Step one was to sort out the business portfolio and determine which businesses should be exited. Step two, which ran parallel, was strengthening the core businesses, which Beaumont says were all at different stages. "We had the huge task of remodelling and rebuilding CIS, which was behind where other insurers were," says Beaumont. "The expansion of food retail and making sure we had a strong presence in convenience was really important. We were over-represented in the large stores where we weren't competitive but under-represented in convenience, so acquiring Alldays in 2002 was very necessary.
We had to do that before we could rebuild the food offer and get it into good shape." The latest part of that journey is strengthening buying scale for the group and the other societies.
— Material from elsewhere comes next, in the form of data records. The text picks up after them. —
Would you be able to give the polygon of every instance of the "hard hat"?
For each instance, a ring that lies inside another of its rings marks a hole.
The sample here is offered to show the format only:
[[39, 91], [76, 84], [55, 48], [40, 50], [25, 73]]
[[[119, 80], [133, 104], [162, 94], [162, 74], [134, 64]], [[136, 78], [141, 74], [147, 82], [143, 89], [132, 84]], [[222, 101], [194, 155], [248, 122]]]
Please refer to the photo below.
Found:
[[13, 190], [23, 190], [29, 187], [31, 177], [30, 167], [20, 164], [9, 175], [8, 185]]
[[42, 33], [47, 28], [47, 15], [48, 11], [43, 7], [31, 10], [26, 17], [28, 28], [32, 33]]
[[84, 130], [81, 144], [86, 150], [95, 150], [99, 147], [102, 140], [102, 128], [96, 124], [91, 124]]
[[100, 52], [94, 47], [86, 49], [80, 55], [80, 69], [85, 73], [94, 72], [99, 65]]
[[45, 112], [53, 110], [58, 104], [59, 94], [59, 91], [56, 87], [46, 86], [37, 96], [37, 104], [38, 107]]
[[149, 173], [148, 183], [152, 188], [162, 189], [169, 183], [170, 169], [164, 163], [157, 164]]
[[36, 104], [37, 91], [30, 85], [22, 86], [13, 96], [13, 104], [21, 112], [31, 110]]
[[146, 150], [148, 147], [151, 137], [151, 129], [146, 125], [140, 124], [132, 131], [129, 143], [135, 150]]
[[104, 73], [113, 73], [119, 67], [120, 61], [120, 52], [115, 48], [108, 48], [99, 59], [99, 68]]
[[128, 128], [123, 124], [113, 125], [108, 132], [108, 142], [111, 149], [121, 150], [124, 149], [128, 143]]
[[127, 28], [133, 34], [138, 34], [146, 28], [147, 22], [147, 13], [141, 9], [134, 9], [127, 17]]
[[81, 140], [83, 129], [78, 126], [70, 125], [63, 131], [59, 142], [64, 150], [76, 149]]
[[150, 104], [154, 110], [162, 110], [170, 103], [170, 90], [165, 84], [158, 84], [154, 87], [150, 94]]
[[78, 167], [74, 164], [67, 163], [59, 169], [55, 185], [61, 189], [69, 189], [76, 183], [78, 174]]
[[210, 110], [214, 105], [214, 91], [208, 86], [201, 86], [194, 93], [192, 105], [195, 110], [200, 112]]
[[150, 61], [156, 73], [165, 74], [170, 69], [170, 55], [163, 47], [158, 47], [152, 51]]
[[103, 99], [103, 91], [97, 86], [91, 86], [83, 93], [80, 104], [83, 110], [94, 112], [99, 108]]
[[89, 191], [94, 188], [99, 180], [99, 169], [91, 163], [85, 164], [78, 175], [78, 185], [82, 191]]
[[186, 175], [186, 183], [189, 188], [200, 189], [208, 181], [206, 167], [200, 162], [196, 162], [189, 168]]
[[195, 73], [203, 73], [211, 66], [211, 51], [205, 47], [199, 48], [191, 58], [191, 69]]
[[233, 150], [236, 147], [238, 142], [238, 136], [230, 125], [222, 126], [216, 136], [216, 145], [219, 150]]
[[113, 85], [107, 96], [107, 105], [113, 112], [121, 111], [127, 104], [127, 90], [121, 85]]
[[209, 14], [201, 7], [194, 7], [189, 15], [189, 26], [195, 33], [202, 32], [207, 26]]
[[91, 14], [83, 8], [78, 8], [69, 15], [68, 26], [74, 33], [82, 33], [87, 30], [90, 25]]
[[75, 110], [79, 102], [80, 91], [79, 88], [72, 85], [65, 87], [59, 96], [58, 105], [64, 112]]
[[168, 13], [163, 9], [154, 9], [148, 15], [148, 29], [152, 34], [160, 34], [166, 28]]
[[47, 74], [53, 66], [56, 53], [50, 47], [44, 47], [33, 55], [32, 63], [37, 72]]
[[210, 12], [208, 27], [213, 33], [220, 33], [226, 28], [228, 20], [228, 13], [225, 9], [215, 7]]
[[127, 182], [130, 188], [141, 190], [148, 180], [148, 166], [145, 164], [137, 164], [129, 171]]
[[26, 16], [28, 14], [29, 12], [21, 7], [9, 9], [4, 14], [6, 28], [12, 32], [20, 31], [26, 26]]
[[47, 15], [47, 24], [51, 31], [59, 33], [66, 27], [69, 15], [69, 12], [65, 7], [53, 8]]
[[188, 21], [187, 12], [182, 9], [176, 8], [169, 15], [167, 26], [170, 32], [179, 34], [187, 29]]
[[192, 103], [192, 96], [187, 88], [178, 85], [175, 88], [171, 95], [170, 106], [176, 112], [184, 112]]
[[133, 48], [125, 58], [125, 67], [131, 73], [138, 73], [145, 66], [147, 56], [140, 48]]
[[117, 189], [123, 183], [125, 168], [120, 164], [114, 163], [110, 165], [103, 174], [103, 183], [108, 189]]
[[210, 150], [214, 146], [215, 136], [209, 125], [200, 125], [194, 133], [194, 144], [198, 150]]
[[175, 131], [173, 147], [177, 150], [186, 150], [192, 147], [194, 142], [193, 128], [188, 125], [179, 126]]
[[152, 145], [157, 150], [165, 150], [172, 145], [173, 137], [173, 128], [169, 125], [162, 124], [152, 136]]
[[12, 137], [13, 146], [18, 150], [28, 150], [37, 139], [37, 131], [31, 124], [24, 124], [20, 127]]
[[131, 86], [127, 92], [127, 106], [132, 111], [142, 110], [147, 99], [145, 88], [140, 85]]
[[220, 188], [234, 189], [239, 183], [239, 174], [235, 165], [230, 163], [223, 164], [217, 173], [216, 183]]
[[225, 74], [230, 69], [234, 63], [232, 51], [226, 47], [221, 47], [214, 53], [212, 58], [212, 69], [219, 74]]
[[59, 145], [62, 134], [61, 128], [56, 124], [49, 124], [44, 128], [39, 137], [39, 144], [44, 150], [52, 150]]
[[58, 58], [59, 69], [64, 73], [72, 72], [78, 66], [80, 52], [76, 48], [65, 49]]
The Co-operative Retail Trading Group, which enables bulk buying among the UK's cooperatives, has formed the alliance with Spar, which itself has 2,742 stores and retail sales of £32.5bn.
And the group has just embarked on the final stage of its three-step plan - looking at new business opportunities.
First off the blocks was Co-operative Legal Services, which opened for business in August 2006 and will focus on consumer legal services, such as conveyancing, wills, probate and accident management services.
And Beaumont thinks legal services will feed into many of the group's existing businesses.
But does the Co-op's brand sit comfortably with accident management services, more readily known as - Beaumont finishes my sentence for me - "ambulance chasing"? "That is exactly why it needs a brand like us," he says. "The market research tells us that the market does not do a good job for the everyday legal needs of most people.
You need a reputable service provider that will help and support people." Beaumont wants the group to move into markets that have traditionally struggled with their reputation; where its brand values will shine as a community-minded retailer with a social conscience, what Beaumont calls "the cooperative difference".
The group also unveiled its new unified identity branding across all its businesses in August 2006. "Collectively we are a very big business.
That is why the brand is so important and we have put so much effort into developing the new identity," says Beaumont.
With the new look also came a new profit-share loyalty scheme for members, reminiscent of the old "divi'.
The aim is to put membership back at the heart of the brand and a share of profits back at the heart of membership.
In many ways Tesco's creep into all areas of life looks for all the world like the very model cooperative approach. A brand you can trust to deliver.
Beaumont's hope is this combination of branding and the loyalty scheme will help build share for the Co-op. "The businesses need to benefit from each other.
At the moment 85 per cent of our customers only trade with one business, so there is a huge opportunity," he says.